Den ländlichen Raum als Kulturraum denken

Flux – Theater und Schule in Hessen unterwegs, hervorgegangen aus einem Modellprojekt der ASSITEJ e.V.,  präsentierte am 25. November 2016  in Bad Orb vier Künstlerresidenzen im ländlichen Raum. Projektleiterin Ilona Sauer lud zum Auftakt dazu ein, den Blick auf den ländlichen Raum zu verändern. Es gehe nicht um Mangel und Defizit, sondern um Anknüpfungspunkte, gemeinsame Forschungsfragen und neue künstlerische Herangehensweisen. Auszüge aus ihrem Impuls sind hier nachzulesen: 

Ländliche Räume werden vor allem unter dem „Paradigma der Schrumpfung“ diskutiert, so Gerhard Mahnken in seinem Beitrag in den „Kulturpolitischen Mitteilungen“ (Nr. 151/ IV 2015). Sie seien daher negativ konnotiert eher als „Schicksalsraum“ über welchem das „Damoklesschwert der Abwicklung schwebe“. Er setzt dieser Beschreibung den Begriff der Kulturlandschaft entgegen, die ein kollektiver Anker für kulturelle Laien und Künstler sowie die Politik sein könne. Building Communities ist das Schlagwort, das den Begriff audience developement in der kulturpolitischen Diskussion ersetzt. Es wird die Frage danach gestellt, wie aus Konsumenten von Kultur Mitgestalter werden können und wie man durch die Schaffung von lebendigen Netzwerken, die sich nicht nur auf kulturelle Aktivitäten beschränken, die Akteure vor Ort einbeziehen kann. Die notwendigen Transformationen werden in diesem kulturpolitischen Ansatz als partizipative Prozesse gedacht, die die Menschen in der Gemeinde durch kulturelle Ermächtigungs- und Selbstermächtigungsprozesse befähigen, sich an gesellschaftlichen Entwicklungen zu beteiligen. Neue Arenen der Aushandlung könnten in diesen regionalen Kulturlandschaften geschaffen werden, denn Politik könne von dem Wissen und den Netzwerkstrukturen der Künstler profitieren. Kulturakteure im ländlichen Raum seien daher potentielle Politikberater. […]

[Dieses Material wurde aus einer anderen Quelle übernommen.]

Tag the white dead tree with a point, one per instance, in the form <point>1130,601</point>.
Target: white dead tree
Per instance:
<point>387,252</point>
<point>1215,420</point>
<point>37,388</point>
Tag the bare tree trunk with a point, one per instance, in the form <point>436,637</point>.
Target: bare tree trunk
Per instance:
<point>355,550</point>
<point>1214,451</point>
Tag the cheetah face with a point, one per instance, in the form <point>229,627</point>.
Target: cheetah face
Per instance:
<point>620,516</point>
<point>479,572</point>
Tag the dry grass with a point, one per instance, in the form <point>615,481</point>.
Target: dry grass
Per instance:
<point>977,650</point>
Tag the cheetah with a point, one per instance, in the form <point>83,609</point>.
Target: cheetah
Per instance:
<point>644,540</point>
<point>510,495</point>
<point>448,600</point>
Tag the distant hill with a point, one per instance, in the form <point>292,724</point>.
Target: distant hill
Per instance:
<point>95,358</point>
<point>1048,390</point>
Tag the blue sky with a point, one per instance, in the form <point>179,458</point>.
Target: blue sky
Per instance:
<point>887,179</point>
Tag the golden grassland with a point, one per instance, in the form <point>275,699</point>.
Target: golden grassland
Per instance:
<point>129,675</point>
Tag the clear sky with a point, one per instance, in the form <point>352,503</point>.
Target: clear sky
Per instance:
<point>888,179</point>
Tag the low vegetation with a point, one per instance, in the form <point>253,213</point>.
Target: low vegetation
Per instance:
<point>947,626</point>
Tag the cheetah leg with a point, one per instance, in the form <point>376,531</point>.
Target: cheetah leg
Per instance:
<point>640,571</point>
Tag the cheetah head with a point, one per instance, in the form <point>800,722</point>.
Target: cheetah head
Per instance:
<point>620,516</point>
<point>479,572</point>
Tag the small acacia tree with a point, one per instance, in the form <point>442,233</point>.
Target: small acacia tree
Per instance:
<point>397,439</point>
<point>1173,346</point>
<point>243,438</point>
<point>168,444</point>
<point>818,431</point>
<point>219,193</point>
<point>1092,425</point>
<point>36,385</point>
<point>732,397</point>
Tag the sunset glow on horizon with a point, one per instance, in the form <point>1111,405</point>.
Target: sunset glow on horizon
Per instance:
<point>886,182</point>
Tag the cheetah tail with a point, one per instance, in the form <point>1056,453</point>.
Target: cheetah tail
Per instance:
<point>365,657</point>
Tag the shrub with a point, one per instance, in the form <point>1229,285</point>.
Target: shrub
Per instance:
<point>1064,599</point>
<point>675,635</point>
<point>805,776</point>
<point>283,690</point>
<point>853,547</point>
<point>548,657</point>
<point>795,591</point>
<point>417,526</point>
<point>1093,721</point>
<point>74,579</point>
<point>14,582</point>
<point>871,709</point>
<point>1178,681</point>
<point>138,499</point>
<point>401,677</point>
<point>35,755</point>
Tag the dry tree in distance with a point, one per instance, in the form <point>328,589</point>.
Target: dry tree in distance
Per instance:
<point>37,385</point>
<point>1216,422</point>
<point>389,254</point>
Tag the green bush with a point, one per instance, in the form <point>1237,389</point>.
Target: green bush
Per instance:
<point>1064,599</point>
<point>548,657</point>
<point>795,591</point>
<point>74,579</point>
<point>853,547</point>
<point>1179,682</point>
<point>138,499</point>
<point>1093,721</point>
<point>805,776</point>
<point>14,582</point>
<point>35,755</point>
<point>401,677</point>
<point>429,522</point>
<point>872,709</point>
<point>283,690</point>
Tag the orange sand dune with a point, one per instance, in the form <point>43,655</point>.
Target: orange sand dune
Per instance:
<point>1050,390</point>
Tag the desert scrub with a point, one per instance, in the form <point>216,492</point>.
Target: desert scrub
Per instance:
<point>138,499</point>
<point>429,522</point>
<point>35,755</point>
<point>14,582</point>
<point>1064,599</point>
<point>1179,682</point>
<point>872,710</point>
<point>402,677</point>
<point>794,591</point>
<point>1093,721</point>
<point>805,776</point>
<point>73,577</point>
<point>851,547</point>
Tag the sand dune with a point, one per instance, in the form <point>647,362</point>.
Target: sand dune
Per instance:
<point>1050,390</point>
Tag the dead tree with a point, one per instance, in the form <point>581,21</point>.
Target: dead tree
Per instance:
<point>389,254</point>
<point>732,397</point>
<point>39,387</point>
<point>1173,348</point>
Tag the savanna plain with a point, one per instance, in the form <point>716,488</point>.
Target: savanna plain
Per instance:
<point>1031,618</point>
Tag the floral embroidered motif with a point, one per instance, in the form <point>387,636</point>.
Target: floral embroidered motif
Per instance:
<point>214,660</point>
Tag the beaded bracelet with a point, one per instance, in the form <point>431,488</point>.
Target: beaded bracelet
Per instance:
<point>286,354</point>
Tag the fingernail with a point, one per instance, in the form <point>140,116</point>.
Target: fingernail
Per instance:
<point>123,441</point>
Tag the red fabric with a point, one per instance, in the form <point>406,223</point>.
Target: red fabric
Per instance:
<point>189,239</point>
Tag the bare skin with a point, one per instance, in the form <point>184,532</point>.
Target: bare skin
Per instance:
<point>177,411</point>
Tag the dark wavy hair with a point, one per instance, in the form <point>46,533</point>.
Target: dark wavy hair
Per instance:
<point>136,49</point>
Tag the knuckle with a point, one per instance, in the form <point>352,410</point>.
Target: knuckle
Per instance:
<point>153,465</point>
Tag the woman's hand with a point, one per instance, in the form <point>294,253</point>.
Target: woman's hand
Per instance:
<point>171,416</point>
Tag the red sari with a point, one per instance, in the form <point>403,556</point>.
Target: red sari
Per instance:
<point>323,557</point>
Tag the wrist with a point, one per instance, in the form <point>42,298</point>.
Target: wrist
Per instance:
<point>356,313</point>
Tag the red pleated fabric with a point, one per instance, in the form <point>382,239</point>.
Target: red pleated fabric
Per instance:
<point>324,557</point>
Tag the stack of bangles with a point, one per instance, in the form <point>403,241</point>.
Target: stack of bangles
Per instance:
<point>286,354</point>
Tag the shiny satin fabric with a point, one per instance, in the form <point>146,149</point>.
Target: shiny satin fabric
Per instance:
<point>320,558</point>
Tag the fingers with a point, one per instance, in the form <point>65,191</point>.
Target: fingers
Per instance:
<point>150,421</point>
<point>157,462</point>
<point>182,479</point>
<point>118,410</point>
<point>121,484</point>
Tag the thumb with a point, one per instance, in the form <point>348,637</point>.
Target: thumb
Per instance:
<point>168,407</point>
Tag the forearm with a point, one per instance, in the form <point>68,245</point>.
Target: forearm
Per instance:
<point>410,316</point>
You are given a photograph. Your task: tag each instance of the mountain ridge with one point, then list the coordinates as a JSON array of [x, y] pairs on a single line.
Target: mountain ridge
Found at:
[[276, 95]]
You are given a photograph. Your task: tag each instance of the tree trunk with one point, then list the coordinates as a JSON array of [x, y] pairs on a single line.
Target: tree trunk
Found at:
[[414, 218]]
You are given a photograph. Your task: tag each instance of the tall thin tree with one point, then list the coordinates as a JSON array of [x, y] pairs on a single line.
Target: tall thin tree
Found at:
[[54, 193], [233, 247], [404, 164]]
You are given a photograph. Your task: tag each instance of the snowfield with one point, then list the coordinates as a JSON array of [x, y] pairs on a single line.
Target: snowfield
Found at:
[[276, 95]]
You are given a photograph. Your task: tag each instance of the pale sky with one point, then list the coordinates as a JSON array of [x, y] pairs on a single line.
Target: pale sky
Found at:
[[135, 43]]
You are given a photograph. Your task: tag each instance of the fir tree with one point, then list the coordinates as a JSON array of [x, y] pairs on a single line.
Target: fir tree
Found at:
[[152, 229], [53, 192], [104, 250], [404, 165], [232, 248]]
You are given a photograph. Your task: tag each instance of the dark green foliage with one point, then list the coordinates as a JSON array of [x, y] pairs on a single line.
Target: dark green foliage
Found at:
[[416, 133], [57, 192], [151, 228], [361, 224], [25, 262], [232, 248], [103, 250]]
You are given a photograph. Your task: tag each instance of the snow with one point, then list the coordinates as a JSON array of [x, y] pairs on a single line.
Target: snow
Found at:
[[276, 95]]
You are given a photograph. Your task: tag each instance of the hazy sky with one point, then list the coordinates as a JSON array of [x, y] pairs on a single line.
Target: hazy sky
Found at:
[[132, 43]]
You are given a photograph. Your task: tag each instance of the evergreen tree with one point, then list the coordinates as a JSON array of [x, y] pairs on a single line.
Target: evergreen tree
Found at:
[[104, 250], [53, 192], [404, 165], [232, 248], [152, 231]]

Flux, das von Beginn an einen starken Fokus auf den ländlichen Raum hat, wurde von den politisch Verantwortlichen im Hessischen Ministerium für Wissenschaft und Kunst hier eine Vorreiterrolle zugeschrieben. Inzwischen liegen Erfahrungen aus Residenzprojekten in acht Gemeinden vor. Durchgeführt wurden sie in Leerständen, im öffentlichen Raum und an einem bereits etablierten Veranstaltungsort. Die Ausgangsbedingungen waren immer unterschiedlich, wenngleich es an den Projektorten viele Gemeinsamkeiten gibt: Kultur soll möglichst wenig kosten. In den meisten Gemeinden gibt es zahlreiche Leerstände. Es wird oft wenig für Kinder und Jugendliche getan und viele Gemeinden sind mit Blick auf die Bevölkerungsstruktur überaltert. Von lebendiger und zeitgemäßer Kulturarbeit seien viele ländliche Räume weit entfernt, schreibt Beate Kegler, die Kulturarbeit im ländlichen Raum in Niedersachsen und Hessen beforschte. Dennoch existiert der ländliche Raum nicht als homogene Kategorie.

Deutlich wird: Will man vor Ort etwas entwickeln, muss man auf die vorhandenen Strukturen Bezug nehmen. […] Martha Muchow definierte bereits in den 1930er Jahren den Lebensraum als Wechselwirkung von Menschen, Räumen und Aneignungsformen und den Lebensraum der Kinder als einen, den das Kind „umlebt“ und dabei verändert. Wie „umleben“ Kinder und natürlich auch die Erwachsenen heutzutage ihre Kleinstadt oder ihr Dorf?